PERBUATAN SUAP TERHADAP PEJABAT PUBLIK DAN TANGGUNG JAWAB MENURUT UNDANG-UNDANG NO. 20 TAHUN 2001 TENTANG PERUBAHAN ATAS UNDANG-UNDANG NOMOR 31 TAHUN 1999
Abstract
Tujuan dilakukannya penelitian ini adalah untuk mengetahui bagaimana perkembangan pengaturan perbuatansuap sebagai tindak pidana korupsi dan bagaimana pertanggungjawaban pejabat publik terhadap perbuatan suap. Dengan menggunakan metode penelitian yuridis normatif, maka dapat disimpulkan: 1. Korupsi suap (bribery omkoping) telah diatur dalam Pasal 209 KUHP kemudian dijadikan Pasal 5 dan Pasal 5 ayat-ayatnya dalam Undang-Undang No.31 Tahun 1999 perubahannya Undang-Undang No. 20 Tahun 2001 dalam rangka mencegah dan memberantas praktik-praktik suap yang melibatkan pegawai negeri atau penyelenggara negara. Berlakunya Undang-Undang No.31 Tahun 1999 perubahannya Undang-Undang No. 20 Tahun 2001, maka ketentuan Pasal 209 KUHP menjadi tidak berlaku lagi. 2. Pertanggungjawaban pejabat publik mengikuti jabatannya, semakin tinggi dan strategis jabatannya, semakin besar pula nilai yang dapat menjadi penyebab timbulnya korupsi suap.
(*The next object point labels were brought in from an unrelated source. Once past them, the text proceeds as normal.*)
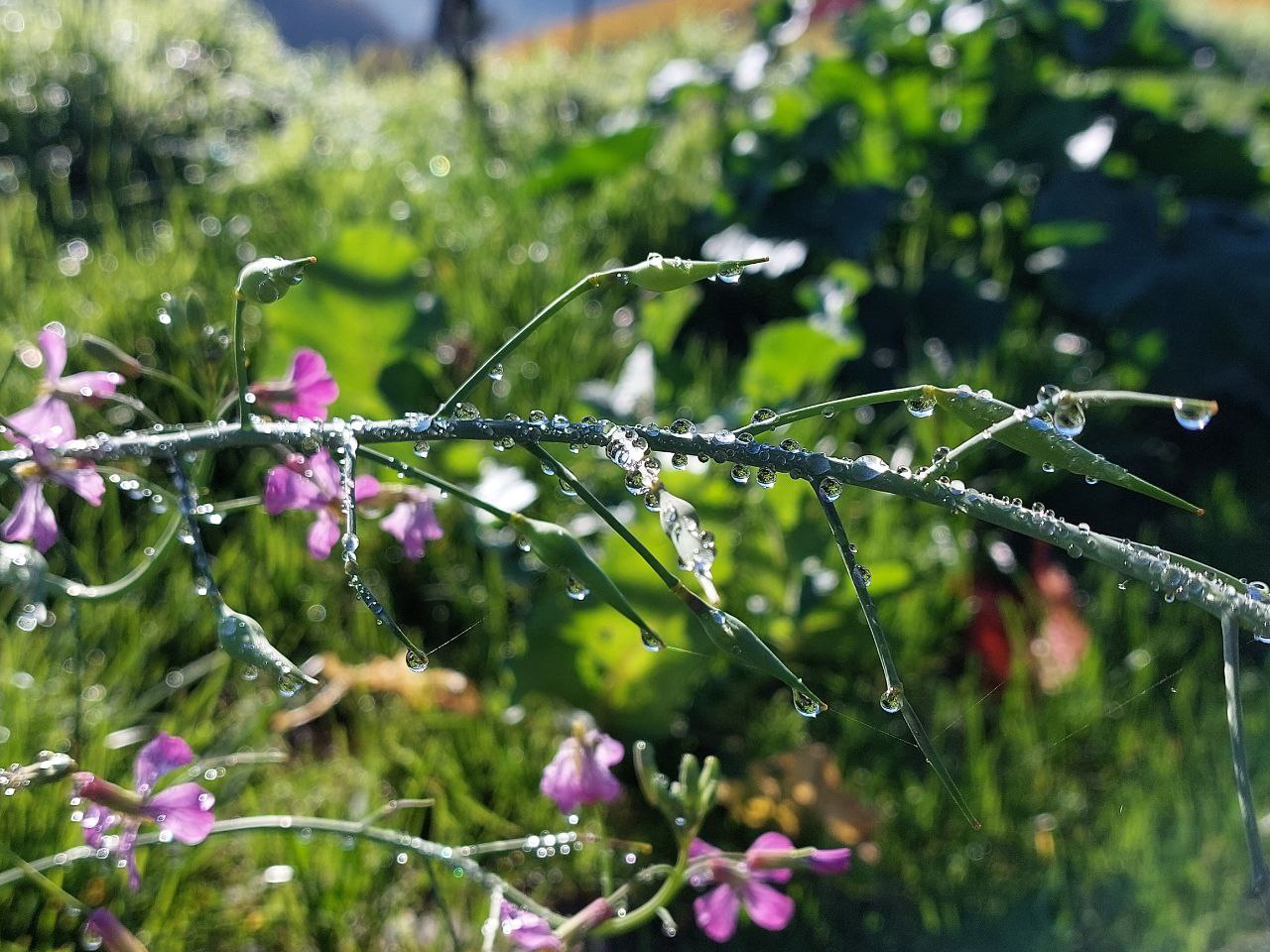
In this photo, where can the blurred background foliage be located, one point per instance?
(1002, 193)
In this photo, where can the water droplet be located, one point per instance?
(651, 640)
(1070, 419)
(574, 588)
(921, 405)
(806, 705)
(289, 683)
(1192, 416)
(893, 699)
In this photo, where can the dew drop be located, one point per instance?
(892, 699)
(921, 407)
(806, 705)
(1192, 416)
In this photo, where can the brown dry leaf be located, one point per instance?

Pertanggungjawabannya tidak hanya kepada yang bersangkutan (pejabat publik) oleh karena istri, anak maupun orang lain yang terkait dapat dimintakan pertanggungjawabannya secara hukum khususnya dalam perampasan harta benda yang diduga berasal dari tindak pidana korupsi.
Kata kunci: Suap, pejabat publik, tanggung jawabFull Text:
PDFRefbacks
- There are currently no refbacks.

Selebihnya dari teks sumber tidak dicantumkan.